In seminary we were assigned to read a book called Models of Ministry that provided a variety of different metaphors for what it means to be a local church pastor. Some pastors are prophets. Some evangelists or teachers. Some gravitate to the priestly roles we play. Others to being shepherd leaders or mystical poets. Each metaphor provides a different lens through which to understand a pastor’s particular place in a community and the roles we play.
Ever since I returned from my sabbatical last spring, I’ve been looking for a new title and job description to help me define and understand my place in this community of faith. I’ve been a counselor and preacher, a youth minister and activist, an administrator and program planner. But who am I called to be now? And the other day I thought, “What if I got to claim for myself the title I have been striving to live into, ‘Sailing Instructor’”?
“Pastor as Sailing Instructor.” In so many ways the metaphor fits exactly what I love about my work and want to share in my ministry. I want to be there “in the boat” as it were with people. I want to join them in their particular seasons of transition, change, struggle, transformation. I want to sit down with them and hear their stories and share the few simple hints I know.
I want to ask them if they can feel the wind and wonder with them from where it is blowing. Encourage them in the process of putting up the sails, preparing the lines, getting ready for a successful launch into the new. And here, out at sea, I want to hear what direction they are tacking and what it feels like for them to change directions.
I want to show the trust in them that indeed they can take the tiller in one hand and the mainsheet in the other and direct this little boat of their life across the water. I want to point out what it means to hold a course and congratulate them when they do so.

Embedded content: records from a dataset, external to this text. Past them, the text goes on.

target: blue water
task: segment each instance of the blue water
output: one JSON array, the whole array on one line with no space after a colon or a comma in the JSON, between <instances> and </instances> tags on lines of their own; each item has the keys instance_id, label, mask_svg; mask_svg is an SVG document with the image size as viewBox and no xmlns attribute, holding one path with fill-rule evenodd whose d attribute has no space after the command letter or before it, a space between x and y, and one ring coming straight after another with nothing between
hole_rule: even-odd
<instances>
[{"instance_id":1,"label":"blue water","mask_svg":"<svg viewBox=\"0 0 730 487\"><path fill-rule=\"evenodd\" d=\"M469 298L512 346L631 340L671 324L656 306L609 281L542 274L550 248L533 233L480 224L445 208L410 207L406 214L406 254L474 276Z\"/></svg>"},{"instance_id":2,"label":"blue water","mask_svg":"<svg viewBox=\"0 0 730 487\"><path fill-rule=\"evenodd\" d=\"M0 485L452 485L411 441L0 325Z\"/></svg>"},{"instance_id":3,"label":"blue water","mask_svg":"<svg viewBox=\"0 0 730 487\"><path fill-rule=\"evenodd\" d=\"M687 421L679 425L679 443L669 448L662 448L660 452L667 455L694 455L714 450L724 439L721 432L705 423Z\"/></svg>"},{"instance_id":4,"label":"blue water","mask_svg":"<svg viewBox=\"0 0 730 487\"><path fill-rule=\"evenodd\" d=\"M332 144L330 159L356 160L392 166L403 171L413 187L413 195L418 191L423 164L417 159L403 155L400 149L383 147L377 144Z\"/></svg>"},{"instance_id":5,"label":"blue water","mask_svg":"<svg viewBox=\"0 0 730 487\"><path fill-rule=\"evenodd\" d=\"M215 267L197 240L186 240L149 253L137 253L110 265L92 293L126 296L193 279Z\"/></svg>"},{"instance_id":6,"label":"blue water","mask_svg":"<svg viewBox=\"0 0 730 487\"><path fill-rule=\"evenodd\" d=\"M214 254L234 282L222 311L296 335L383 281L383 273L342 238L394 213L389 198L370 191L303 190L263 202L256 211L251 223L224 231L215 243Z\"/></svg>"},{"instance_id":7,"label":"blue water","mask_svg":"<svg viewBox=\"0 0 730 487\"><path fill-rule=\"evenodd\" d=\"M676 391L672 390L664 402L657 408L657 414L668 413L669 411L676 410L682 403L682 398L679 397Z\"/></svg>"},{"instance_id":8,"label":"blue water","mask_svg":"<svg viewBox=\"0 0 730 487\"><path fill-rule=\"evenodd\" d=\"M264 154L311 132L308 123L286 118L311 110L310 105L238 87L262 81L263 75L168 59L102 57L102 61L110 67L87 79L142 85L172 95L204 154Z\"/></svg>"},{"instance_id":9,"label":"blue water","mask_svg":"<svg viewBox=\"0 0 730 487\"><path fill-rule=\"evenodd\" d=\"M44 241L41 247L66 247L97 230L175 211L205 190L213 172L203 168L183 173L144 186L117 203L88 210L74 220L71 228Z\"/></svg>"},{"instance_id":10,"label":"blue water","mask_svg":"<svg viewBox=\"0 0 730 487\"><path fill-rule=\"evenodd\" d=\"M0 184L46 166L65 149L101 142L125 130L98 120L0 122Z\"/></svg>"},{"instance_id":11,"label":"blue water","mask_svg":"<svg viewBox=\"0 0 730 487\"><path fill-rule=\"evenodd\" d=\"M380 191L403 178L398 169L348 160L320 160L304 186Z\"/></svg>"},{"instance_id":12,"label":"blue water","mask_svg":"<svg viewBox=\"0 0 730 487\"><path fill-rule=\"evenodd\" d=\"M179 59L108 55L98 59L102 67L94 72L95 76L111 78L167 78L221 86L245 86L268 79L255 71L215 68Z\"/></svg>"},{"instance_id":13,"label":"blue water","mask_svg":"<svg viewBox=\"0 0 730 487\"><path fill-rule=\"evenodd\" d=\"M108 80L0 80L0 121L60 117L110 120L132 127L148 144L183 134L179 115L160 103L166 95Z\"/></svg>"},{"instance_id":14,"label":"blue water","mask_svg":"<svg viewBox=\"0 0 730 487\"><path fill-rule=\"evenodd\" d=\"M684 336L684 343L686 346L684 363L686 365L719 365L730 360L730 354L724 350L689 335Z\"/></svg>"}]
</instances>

And yes, to walk through the rituals of returning to the wharf, and tying up the boat. The beauty of knots, the folding of sails, the gifts of time, attention and care.
A sailing instructor has only a few simple things to teach. A lot to listen to, and a companionship, a being-with to share. Sailing instructors are heirs of the ancient craft of navigating through transitions and change, conscious of the elements of wind, water, wave, gusts, storms, rocks and reefs through which we make this passage of life. And they are always learning.
Last week, I had coffee with one of my sailing instructors, Dick. The day before he watched as one of his students crashed a boat straight into the dock. The student, the boat, were all fine. And Dick, shared all he had learned through the experience.
“I realize now what I would do differently. And that’s all part of the process of learning what it means to be a sailing instructor. I am learning still.”
What if this New Year’s we all got to write ourselves new job descriptions? To play with a new metaphor to define what we are about and what we love doing. A new way to think about the roles we play in our families, relationships, workplaces and communities.
“Sailing Instructor” feels like the title, the placement of myself in this community of faith and at this transition point in my life that gives me a good way to understand how I want to go about my work each day. It reminds me of all that I still have to learn. And points to whom I am aspire to become. If I am so fortunate, I hope to be like one of those old men, like Dick, who taught me to sail. So calm, steady, encouraging, quiet, listening. Helping me see the wind, there, coming up, rising those little rippling waves across the water. Seeing that indeed the wind has shifted and I with it have stayed on course. Reminding me that I not only can do this, I am. Finding my way, and us together, sailing the sea of this unfolding mystery of life.
7 thoughts on “Sailing Instructor”
Beautiful story. As a Pastor we seem to need to be all things to all people. Corky
What a nice story to start the new year. Thanks, Peter.
I like your metaphor. I’d like to add two points, if I may: (1) A sailing instructor doesn’t do the actual sailing for you; you’re ultimately responsible to sail your own tiny boat. (2) The ancient navigators of Micronesia were able to sail their canoes across vast stretches of ocean by following the stars, and by knowing wave patterns. They even made “charts” of the wave patterns and island locations using sticks, string made from coconut husk fiber, and tiny shells. They were mindful, paying close attention to details. They constantly knew where true north was.
I can appreciate your sailing devotion. Bob and I had a sloop for nearly 30 years. I learned from two Steve Colgate sailing school vacations but mostly from Bob, who was a very good sailor. I miss the sailing, but most of all the skipper.
Barbara – thank you so much for writing and hearing from you takes me right back to memories of being with you and Bob. I can so picture the two of you out on your sloop. I had the privilege of going to a Colgate sailing school class last December myself and I have learned so much from the wonderful sailing instructors at the Center for Wooden Boats who “got in the boat” with me the past year and showed trust and confidence in me that indeed I could and would learn this craft of sailing.